Thermal Cooling Enhancements in a Heated Channel Using Flow-Induced Motion
Mayank Verma, Ashoke De

TL;DR
This study investigates vortex-induced cooling in a heated channel with various cylinder cross-sections and flexible plates, showing that flexible plates enhance mixing, reduce thermal boundary layer thickness, and lower power consumption for cooling.
Contribution
The paper introduces a comprehensive analysis of flow-induced cooling with flexible splitter plates across different cylinder shapes, highlighting the benefits of flexible plates in thermal performance and energy efficiency.
Findings
Flexible plates increase vorticity and mixing inside the channel.
Triangular cross-section yields maximum plate motion amplitude.
Flexible plates reduce power required for fluid pumping.
Abstract
The paper presents the comparative study of the vortex-induced cooling of a heated channel for the four different cross-sections of the rigid cylinder, i.e., circular, square, semi-circular, and triangular, with or without the rigid/flexible splitter plate at the Reynolds number (based on the hydraulic diameter) of 200. The study presents a comprehensive analysis of the flow and thermal performance for all the cases.
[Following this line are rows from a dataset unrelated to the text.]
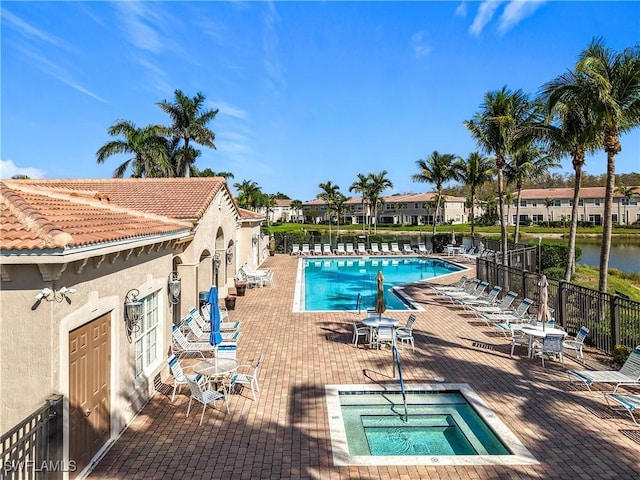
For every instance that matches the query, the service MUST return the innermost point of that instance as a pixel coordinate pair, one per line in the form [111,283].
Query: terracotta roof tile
[35,221]
[182,198]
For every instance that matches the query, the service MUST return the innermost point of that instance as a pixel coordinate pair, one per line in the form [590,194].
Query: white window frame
[147,340]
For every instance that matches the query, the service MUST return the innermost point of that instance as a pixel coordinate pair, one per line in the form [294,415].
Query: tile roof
[39,219]
[181,198]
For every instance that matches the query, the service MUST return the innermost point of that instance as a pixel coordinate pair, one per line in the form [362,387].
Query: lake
[624,256]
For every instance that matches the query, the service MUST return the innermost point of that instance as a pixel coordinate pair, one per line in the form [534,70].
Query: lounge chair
[577,342]
[628,375]
[624,402]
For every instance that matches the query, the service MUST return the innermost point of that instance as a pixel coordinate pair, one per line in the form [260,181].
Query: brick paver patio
[285,434]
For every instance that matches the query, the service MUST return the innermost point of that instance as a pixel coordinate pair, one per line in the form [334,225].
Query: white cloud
[8,169]
[516,11]
[484,15]
[420,47]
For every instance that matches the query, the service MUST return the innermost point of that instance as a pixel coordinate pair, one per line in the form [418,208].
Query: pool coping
[298,294]
[340,448]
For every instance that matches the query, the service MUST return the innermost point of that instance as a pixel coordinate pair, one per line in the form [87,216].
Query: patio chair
[577,342]
[628,375]
[405,333]
[180,345]
[359,330]
[205,396]
[490,299]
[179,377]
[247,375]
[624,402]
[551,344]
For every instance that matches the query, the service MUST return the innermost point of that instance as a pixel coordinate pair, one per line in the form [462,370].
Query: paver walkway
[284,434]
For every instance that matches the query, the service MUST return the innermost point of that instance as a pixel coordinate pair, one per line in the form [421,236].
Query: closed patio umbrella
[214,316]
[380,305]
[543,308]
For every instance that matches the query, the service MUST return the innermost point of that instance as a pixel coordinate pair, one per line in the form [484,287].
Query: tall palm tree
[570,130]
[497,129]
[328,194]
[190,120]
[528,163]
[378,183]
[248,194]
[361,186]
[474,172]
[437,169]
[148,146]
[613,80]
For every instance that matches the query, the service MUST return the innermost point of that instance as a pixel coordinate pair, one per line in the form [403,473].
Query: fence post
[615,321]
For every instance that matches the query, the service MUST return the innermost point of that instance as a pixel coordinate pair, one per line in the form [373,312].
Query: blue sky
[307,91]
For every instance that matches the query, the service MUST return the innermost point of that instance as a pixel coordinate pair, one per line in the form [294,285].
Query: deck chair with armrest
[628,375]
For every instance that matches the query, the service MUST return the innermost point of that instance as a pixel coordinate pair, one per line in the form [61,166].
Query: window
[146,339]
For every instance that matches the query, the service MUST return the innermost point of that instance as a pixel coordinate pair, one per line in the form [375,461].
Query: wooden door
[89,390]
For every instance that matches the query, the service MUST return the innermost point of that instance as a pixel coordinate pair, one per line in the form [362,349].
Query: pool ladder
[396,359]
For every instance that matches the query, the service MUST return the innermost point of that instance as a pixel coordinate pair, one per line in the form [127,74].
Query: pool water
[446,424]
[437,423]
[334,284]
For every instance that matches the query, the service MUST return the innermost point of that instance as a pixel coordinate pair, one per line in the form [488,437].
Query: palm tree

For flexible plate cases, a partitioned approach is invoked to solve the coupled fluid-structure-convection problem. The simulations show the reduction in the thermal boundary layer thickness at the locations of the vortices resulting in the improved Nusselt number. Further, the thin plate's flow-induced motion significantly increases the vorticity field inside the channel, resulting in improved mixing and cooling. It is observed that the plate-motion amplitude is maximum…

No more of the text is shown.